Вячеслав СТРИЖЕВСКИИ
Потом с уходом на пенсию и брат с женой подались в Америку. Но за годы разлуки дети стали другие — может быть, лучше, может быть, хуже; Бог им судья. Через четыре месяца брат вернулся из «рая» и с тех пор жил в одиночестве, крайне скромно, хотя деньги у него были. Время от времени я устраивал его в больницы, но на курорт или на море он ехать категорически отказывался. Он менялся на глазах, работать не хотел, а может, не мог, квартиру запустил, от друзей и знакомых отказался. Жил монахом в миру.
Мои короткие посещения не спасали положения. Он хотел жить один, и жил так. Знакомые свахи приложили немало усилий — сделать из него жениха. Квартира есть, сбережения есть, еще не совсем стар — но брат стыдил меня: «Ты что творишь — я же прожил с женой почти сорок лет (включая десять лет одиночества), она же меня любит, у нас дочь, внук — я не могу их бросить». Эта идеология преданности семье вызывала у меня восторг и отчаянье.
Последнее время мы много говорили с братом о жизни и смерти. У него были свои меры любви и порядочности, свои ценности духовные и материальные. Он был другой, не похожий на остальных. Но, безусловно, добрый, болезненно добрый.
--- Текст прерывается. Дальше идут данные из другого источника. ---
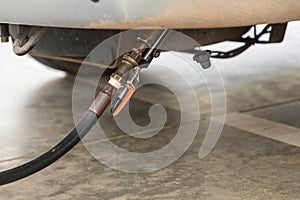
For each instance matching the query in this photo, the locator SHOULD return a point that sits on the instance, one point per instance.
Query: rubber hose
(49, 157)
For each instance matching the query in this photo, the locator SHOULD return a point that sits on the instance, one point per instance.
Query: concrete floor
(248, 162)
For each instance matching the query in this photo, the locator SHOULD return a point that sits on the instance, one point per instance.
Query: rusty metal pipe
(22, 45)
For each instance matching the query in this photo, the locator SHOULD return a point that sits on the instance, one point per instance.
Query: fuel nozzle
(123, 95)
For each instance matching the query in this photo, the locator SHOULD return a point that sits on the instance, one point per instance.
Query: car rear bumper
(128, 14)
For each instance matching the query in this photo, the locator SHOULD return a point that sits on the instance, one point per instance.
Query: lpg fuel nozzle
(123, 95)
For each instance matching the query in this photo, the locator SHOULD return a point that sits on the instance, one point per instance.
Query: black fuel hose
(65, 145)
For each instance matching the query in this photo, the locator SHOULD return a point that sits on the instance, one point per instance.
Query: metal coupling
(102, 101)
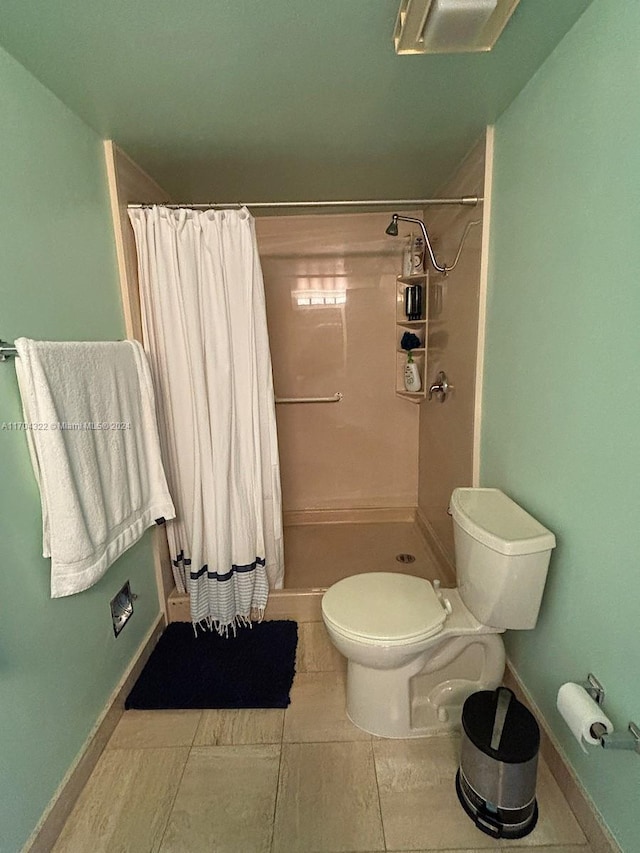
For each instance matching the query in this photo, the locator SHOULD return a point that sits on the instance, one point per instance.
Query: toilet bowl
(415, 651)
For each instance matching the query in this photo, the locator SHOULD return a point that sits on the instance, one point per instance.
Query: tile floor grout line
(375, 773)
(275, 803)
(173, 802)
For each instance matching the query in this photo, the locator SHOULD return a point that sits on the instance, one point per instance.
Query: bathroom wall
(447, 430)
(59, 660)
(561, 407)
(330, 284)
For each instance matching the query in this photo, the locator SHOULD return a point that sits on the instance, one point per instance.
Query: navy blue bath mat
(254, 669)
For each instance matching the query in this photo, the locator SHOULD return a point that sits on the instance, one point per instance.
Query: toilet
(415, 651)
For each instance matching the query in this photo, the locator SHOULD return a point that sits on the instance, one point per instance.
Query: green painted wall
(59, 660)
(561, 417)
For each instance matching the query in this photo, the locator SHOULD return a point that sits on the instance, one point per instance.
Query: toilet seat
(384, 607)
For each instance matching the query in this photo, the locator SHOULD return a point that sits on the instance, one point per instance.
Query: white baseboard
(46, 833)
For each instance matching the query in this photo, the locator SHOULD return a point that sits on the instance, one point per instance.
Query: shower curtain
(205, 330)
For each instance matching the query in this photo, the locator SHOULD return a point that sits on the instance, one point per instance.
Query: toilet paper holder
(614, 740)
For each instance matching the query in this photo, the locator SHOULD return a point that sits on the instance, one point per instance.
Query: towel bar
(7, 351)
(335, 399)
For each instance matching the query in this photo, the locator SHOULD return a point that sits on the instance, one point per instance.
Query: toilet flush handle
(444, 602)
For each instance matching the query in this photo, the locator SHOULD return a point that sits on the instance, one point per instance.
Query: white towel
(91, 426)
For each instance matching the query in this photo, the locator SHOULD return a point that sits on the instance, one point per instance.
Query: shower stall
(366, 473)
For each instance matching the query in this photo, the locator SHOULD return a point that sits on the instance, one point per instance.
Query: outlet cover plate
(121, 608)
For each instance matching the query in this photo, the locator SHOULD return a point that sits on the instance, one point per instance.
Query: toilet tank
(502, 557)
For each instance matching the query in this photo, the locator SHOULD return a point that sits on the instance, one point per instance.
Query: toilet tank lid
(495, 520)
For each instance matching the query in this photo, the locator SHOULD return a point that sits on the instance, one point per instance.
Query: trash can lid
(520, 737)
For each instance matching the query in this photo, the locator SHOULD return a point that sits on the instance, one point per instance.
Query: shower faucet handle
(440, 387)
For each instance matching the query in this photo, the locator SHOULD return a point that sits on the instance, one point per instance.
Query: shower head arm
(443, 269)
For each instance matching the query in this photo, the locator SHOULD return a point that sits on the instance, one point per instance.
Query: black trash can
(496, 781)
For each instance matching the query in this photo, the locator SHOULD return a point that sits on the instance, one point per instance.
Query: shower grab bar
(335, 399)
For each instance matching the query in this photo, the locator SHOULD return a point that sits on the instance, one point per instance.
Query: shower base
(323, 546)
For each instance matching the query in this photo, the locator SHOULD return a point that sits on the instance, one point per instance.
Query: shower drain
(405, 558)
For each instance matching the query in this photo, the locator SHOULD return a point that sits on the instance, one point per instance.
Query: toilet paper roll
(580, 712)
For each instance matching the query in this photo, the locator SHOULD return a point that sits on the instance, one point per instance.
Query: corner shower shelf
(419, 328)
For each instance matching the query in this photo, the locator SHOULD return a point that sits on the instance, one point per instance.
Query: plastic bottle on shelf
(411, 375)
(407, 257)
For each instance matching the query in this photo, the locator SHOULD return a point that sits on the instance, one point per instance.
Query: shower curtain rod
(468, 200)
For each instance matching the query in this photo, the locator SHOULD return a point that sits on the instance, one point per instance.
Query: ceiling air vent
(450, 26)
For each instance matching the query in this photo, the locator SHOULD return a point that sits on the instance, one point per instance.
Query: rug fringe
(223, 629)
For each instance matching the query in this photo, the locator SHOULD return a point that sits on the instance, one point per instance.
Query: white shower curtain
(205, 330)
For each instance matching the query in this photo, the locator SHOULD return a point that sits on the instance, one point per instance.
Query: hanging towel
(91, 427)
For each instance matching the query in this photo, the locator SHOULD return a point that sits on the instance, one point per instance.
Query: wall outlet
(122, 608)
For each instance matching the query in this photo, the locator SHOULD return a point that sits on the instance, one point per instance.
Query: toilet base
(413, 701)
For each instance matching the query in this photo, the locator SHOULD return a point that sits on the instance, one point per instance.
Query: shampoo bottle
(411, 374)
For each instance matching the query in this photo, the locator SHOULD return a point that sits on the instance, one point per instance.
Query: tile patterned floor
(304, 779)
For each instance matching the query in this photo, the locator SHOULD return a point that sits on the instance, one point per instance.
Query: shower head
(392, 230)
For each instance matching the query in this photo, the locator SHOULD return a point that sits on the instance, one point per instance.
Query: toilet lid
(384, 606)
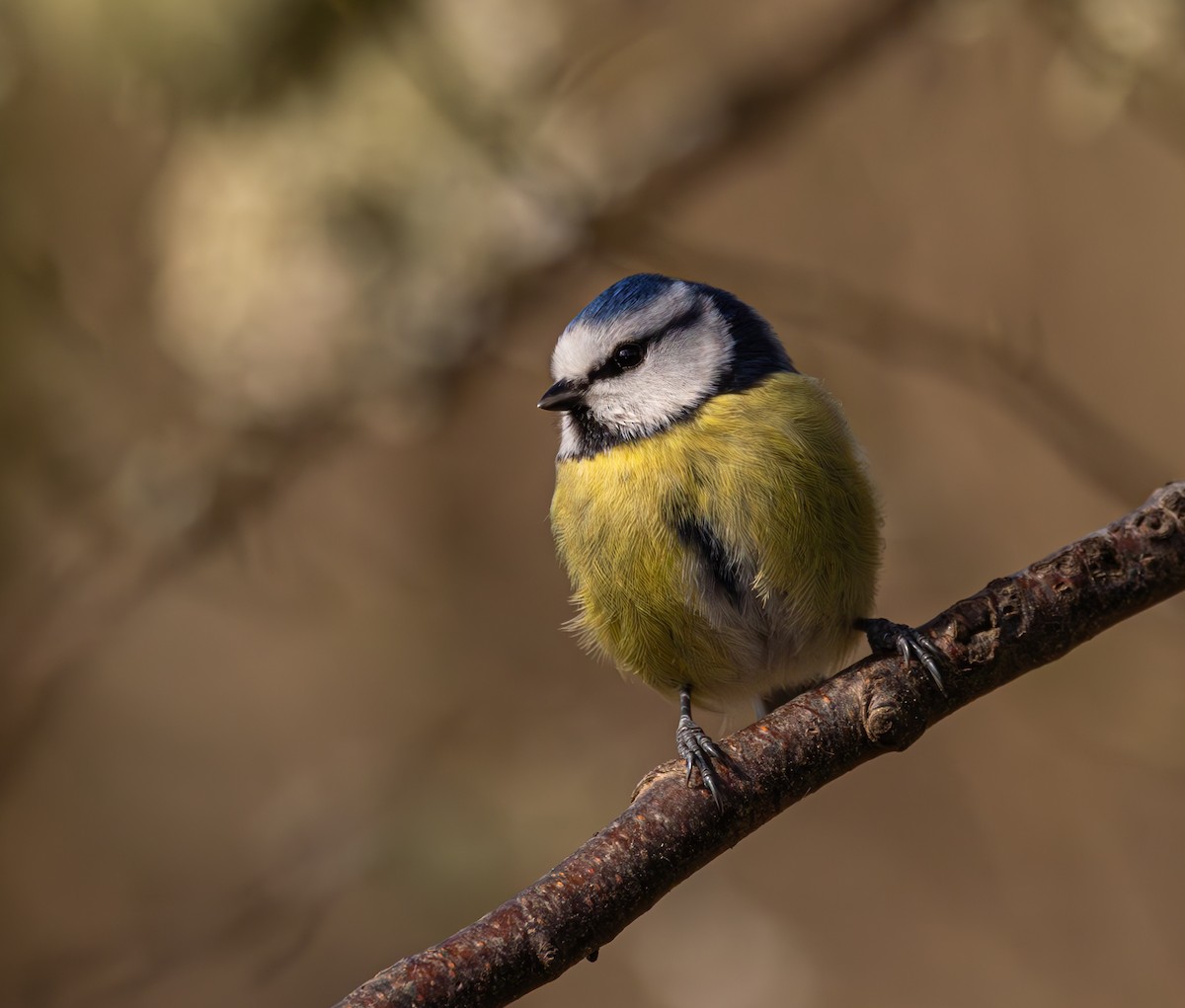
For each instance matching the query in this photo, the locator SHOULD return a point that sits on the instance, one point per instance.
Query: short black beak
(562, 396)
И жил он в своем приземленном мире, мечтая о том, что его душевные чувства, энергетика нежности перенесутся на другую часть света; его услышат, ему ответят...
Однажды брат мне сказал: «Когда я уйду насовсем, на надгробной плите напиши:
В сердце у каждого человека,
Если вправду
Он человек, —
Тайный узник стонет...».
Я знал эти стихи Исикавы Такубоку и спросил:
— Почему ты выбрал эти строки?
— Они — про меня, — ответил мой брат.
Через десять дней, когда самолет, на котором я летел, пересекал океан, брату стало плохо. Он вызвал «скорую». Просил, умолял отвезти его в больницу. Как рассказала мне присутствовавшая при этом соседка, брат почувствовал себя плохо, был раздражен, говорил резко, громко. Бригада «скорой» тоже говорила резко и громко. Они не нашли взаимопонимания. «Скорая» уехала. И брат поехал в больницу на автобусе. Вышел на остановке «больница» — и жизнь оборвалась.
Как у Исикавы:
Не знаю, отчего Я так мечтал На поезде поехать.
Вот — с поезда сошел И некуда идти.
Прошло уже около года, и я вспоминаю эти трагические события с болью в сердце, укоряю себя, что не вовремя уехал, что не подал в суд на «лучшую в мире скорую медицинскую помощь», обижаюсь на друзей, которые обещали присмотреть за братом. Во сне ссорюсь с умной, расчетливой женой брата, холодной, «чужой» его дочерью, — а брат любил их и во сне, и наяву, и делал это беззащитно и наивно. Дочь брата, по всей видимости, нездорова. К счастью, она «затерялась» где-то на берегу теплого океана. Несчастный человек — она даже не понимает, не осознает, как много «усилий» (вольных или невольных) она приложила к этой трагической «остановке». У нее трое детей, дай Бог им счастья.
Среди документов, которые мне вернули из морга, на мятом, много раз сложенном листе из школьной тетради я нашел записку. Непонятно почему обращенную к Богу — брат был атеистом: «Отче! Благодарю Тебя за это страдание, за это лекарство от грехов моих и неразу-мения моего, посланных в час сомнения. Благодарю, ибо в нем сгорят мои старые одежды и воскресну к жизни новой среди твоих сынов. Amen».